If you omit `-o`, PDFTwin writes both files to the current folder:

- `./input_twin.pdf`
- `./input_twin.json`

`-o` is an output folder, not a filename.

## Common Workflows

### 1. Create both editable JSON and a replica PDF

```bash
pdftwin contract.pdf -o ./outputs
```

This creates:

- `./outputs/contract_twin.json`
- `./outputs/contract_twin.pdf`

### 2. Create only the editable JSON

```bash
pdftwin extract contract.pdf -o contract_twin.json
```

### 3. Create a replica PDF from JSON

```bash
pdftwin render contract_twin.json -o recreated.pdf
```

### 4. Compare the original PDF with the replica PDF

```bash
pdftwin diff contract.pdf recreated.pdf --report diff_report.md --images diff_artifacts/
```

### 5. Inspect a PDF before processing

```bash
pdftwin inspect contract.pdf
```

## Why Use PDFTwin Instead Of Basic OCR

Basic OCR usually gives you text only.

PDFTwin is designed to preserve document structure such as:

- Page sizes and layout
- Text spans and positions
- Images and their placements
- Vector lines and shapes
- Font information and fallback matching

That makes it better suited for rebuilding documents, document analysis, migrations, validation, and automated processing pipelines.

## How It Works

PDFTwin extracts the PDF into a structured JSON model using PyMuPDF and a set of specialized agents.

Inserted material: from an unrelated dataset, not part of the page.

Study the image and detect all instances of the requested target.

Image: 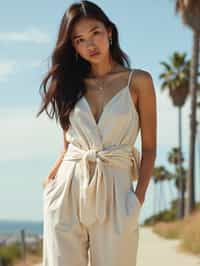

That JSON can then be used to create a replica PDF, inspect document structure, or compare output quality against the original.

For harder documents, the tool can optionally use LLM-assisted OCR and visual verification.

## Configuration

Show the current config:

```bash
pdftwin config show
```

If you plan to use Gemini-powered OCR or visual checks, set your API key:

```bash
export GEMINI_API_KEY="your-google-gemini-key"
```

## Automatic PyPI Publishing

This repository now includes GitHub Actions workflows for both CI and PyPI publishing:

- `.github/workflows/ci.yml` runs tests and validates the package build on pushes and pull requests
- `.github/workflows/publish.yml` publishes to PyPI with GitHub Trusted Publishing

### Trusted Publisher Settings

In PyPI, the trusted publisher should point to:

- Owner: `homerquan`
- Repository: `PDFTwin`
- Workflow file: `.github/workflows/publish.yml`
- Environment: `pypi`

### Release Flow

1. Update the version in `pyproject.toml` and `src/pdftwin/__init__.py`
2. Commit your changes
3. Create and push a version tag such as `v0.1.1`

```bash
git tag v0.1.1
git push origin v0.1.1
```

That tag triggers the publish workflow, which:

- verifies the tag matches the package version
- runs the test suite
- builds the wheel and source distribution
- publishes to PyPI using GitHub OIDC, without a saved PyPI API token

### Manual Build Fallback

If you ever want to build locally before releasing:

```bash
python3 -m build
python3 -m twine check dist/*
```

## Notes

- For advanced image diffing, your system should have common Pillow dependencies available, such as `libjpeg` and `zlib`.
- Some scanned PDFs may contain a full-page image plus a text layer. PDFTwin preserves searchability while avoiding duplicated visible text in the replica PDF.